I’m going to cheat a little bit. One of the most time-consuming aspects of fantasy writing is world-building and I’ve spent a heap of time developing the world I’ve been writing in. It’s a perfectly good world and it seems a shame to waste it . . . so after a lovely brainstorming session in the pub yesterday, I am now intending to start a Brand New Story set in the same world as the first MS.
Starting new stories is all part of being a writer. When you’re an unpublished writer, labouring over that first MS, it’s easy to lose sight of the fact that once that’s finished you need to start another one. Moreover, once/if you’re published and — cross fingers — selling novels, you need to keep writing, keep starting new novels, keep starting new stories. And fantasy writers need to keep building new worlds. As a reader, I quiver with anticipation when one of my favourite authors brings out a new series, set somewhere new. (Conversely, when authors get stuck in their existing world, it can start to get same-same.)
So I am feeling rather upbeat about starting something new, actually. I suspect I will continue to mourn the loss of my two main characters for a little while yet, but hopefully I will soon embrace my new cast and develop for them a similar appreciation. It’s a clean slate and I intend to make the most of it. Onwards and upwards!
7 thoughts on “Changing direction”
Is setting the new story in the same world the wisest idea, given what you are trying to achieve? It does sound a little like you’re not ready to let go and move onto something new.
Personally I’m a great fan of different stories set in the same world. Robin Hobb is probably my favorite example.
Robin Hobb is indeed an AWESOME example of successfully setting books in the same world, and one of my favourite authors. I think she doesn’t get repetitive because she explores different parts of her world and introduces new casts of characters.
As for me, I hear what you’re saying, but this is the right thing for me right now. There is method in my madness.
Hang on a second, what just happened? You are really ditching your first MS? And after spending all that time and effort, you are going to start something new? Was there something that caused this change of heart? How do you know that your first MS is not up to scratch? Has anyone said anything to that effect (besides yourself)?
I would imagine that when it comes to writing novels, you are really putting yourself out there for judgement, good or bad. That must be very scary. But don’t you also need that feedback to grow as an author? And if you don’t have feedback – both criticism and reassurance – isn’t there the risk that you will always doubt that your MS is not good enough?
I so want you to take a leap of faith – I know that you have what it takes and I want to see you as a published fantasy author! And even if it is with a new cast of characters, you will continually have my support.

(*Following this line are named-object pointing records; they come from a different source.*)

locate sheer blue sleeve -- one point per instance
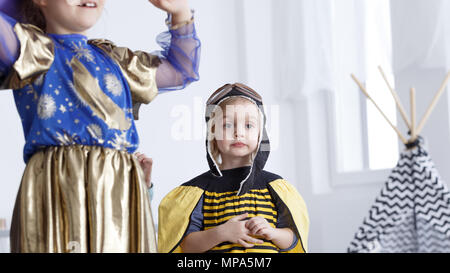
(180, 58)
(196, 222)
(9, 45)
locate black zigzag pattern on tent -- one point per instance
(412, 212)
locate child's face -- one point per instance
(70, 16)
(237, 133)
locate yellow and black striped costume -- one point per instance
(269, 196)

Yes, I am starting something new while the fate of the first MS is being decided. Masses of time and effort are par for the course, unfortunately, with no guaranteed outcomes! Statistically, first novels never make it, so this is a logical step 🙂
Thanks for your support XO
Given what I know about the NEW novel, I think it is the right one for you to write. The love of your current MS will shine through by using the same world, and I think you’ll learn new things about your new main characters which will make them just as special to you as those in MS1. I look forward to reading it!